“Good books are always about everything.”
It’s a quote from Grasshopper Jungle, and it’s true. You can tell someone the plot of a book easily enough, but when you try to explain what a book is really about? If it’s a good book? You will find your most thoughtful descriptions to be insufficient. So I can tell you a bit about the plot of Andrew Smith’s immensely entertaining and provocative novel, and maybe a bit about what it’s like, but as for what it’s about? My very approximate answer is that it’s about the ways in which the extinction of most of the human race would not be such a bad thing.
Austin Szerba is 16 and lives in Ealing, Iowa. He is writing to us from beyond the end of the world, and since he takes history very seriously, he is careful to add in as many details about Ealing, Iowa as possible. We learn that Ealing, Iowa is not terribly indulgent of either difficult-to-pronounce surnames (like “Szczerba,” the pre-Anglicized spelling of Austin’s surname), or homosexuality. In the first pages of the book, Austin and his best friend, Robby, are beaten up by some kids from school because they know Robby is gay, and they hate gays. As Robby’s friend, Austin is under suspicion of being gay. As it stands, Austin is not sure himself what his sexual orientation is, because he loves Robby, and he loves his girlfriend, Shann, and he is constantly, tortuously horny.
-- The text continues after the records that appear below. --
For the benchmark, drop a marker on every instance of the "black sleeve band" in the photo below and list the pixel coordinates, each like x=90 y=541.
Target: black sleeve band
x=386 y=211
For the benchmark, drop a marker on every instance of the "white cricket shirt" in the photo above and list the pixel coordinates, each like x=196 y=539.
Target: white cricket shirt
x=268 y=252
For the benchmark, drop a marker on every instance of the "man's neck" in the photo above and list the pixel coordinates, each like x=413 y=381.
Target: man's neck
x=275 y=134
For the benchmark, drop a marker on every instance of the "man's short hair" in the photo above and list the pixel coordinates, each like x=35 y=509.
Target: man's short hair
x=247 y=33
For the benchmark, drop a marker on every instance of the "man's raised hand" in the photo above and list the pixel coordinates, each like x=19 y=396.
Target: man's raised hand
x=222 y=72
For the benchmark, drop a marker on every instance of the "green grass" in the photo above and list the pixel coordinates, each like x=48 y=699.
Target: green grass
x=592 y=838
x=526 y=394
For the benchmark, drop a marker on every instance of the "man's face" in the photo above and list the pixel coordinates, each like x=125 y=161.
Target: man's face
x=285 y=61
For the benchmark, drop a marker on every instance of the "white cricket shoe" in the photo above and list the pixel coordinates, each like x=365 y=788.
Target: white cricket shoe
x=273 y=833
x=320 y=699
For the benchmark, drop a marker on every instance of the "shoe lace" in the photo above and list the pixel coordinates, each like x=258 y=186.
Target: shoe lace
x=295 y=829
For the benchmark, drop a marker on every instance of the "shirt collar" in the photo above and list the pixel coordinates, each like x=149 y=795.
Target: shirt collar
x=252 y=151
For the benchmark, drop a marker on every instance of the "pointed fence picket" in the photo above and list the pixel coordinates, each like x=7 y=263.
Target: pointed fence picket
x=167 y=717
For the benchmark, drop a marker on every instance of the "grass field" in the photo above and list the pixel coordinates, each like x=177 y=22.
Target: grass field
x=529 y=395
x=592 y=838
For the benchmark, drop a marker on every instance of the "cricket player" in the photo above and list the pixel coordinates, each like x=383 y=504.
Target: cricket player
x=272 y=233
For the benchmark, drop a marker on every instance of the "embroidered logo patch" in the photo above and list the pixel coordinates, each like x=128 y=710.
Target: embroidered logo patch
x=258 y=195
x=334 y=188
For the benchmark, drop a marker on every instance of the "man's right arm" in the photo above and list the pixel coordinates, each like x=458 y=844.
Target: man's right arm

Uncertainty is another thing Ealing, Iowa is not indulgent of. Both Robby’s mother and Austin’s mother deal with their own uncertainties by popping Xanax every day. Austin calls them “kayaks” because of their shape, and because of the way they make a person float away.
One day Austin and Robby accidentally bring about the end of the world. The end of the world, in this case, involves giant man-eating praying-mantis-like creatures. The origin of these creatures represents a considerable source of suspense for most of the book, so though I won’t divulge it here, I will say that Austin considers the creatures to be not too different from humans in their overwhelming desire to do not much aside from fucking and eating.
Despite the man-eating praying mantises that appear near the end of the book, Grasshopper Jungle is not hard science fiction, nor is it strong on action/fighting scenes. Its obvious literary sibling is Kurt Vonnegut’s Slaughterhouse Five, not only for its critique of bigotry, violence/war (Austin’s older brother has his leg and testicles blown off in Afghanistan), and conformity, but also for its interrogation of the notion of free will and absolute truth. As Austin points out, “[M]aybe history is actually the great destroyer of free will. After all, if what we blindly believe about history is true-the old cliché admonishing us to learn how not to repeat the same shit over and over again– then why do the same shitty things keep happening and happening and happening?” It mimics Vonnegut’s short, declarative sentences and coining of recurring, chorus-like phrases. In his transcription of history, Austin concludes episodes with, “More or less,” a statement that he admits qualifies nearly everything he says: “Everything is more or less of anything that you can think of.” Fans of Vonnegut will recognize the call back to the first line of Slaughterhouse Five: “All this happened, more or less.”
Smith’s book also shares with Vonnegut’s a heartbroken compassion for the sad and hard things of the world, along with the ability to hilariously skewer that world’s insanity with bracing wit. An Iowa state trooper, standing in for the United States’ worst qualities, is described as having a tattoo of the Confederate flag on the front of his scrotum. His personal motto is, “Fuck that shit. I have a gun, motherfucker.”
Grasshopper Jungle, then, really is about everything, and it is also a very good book.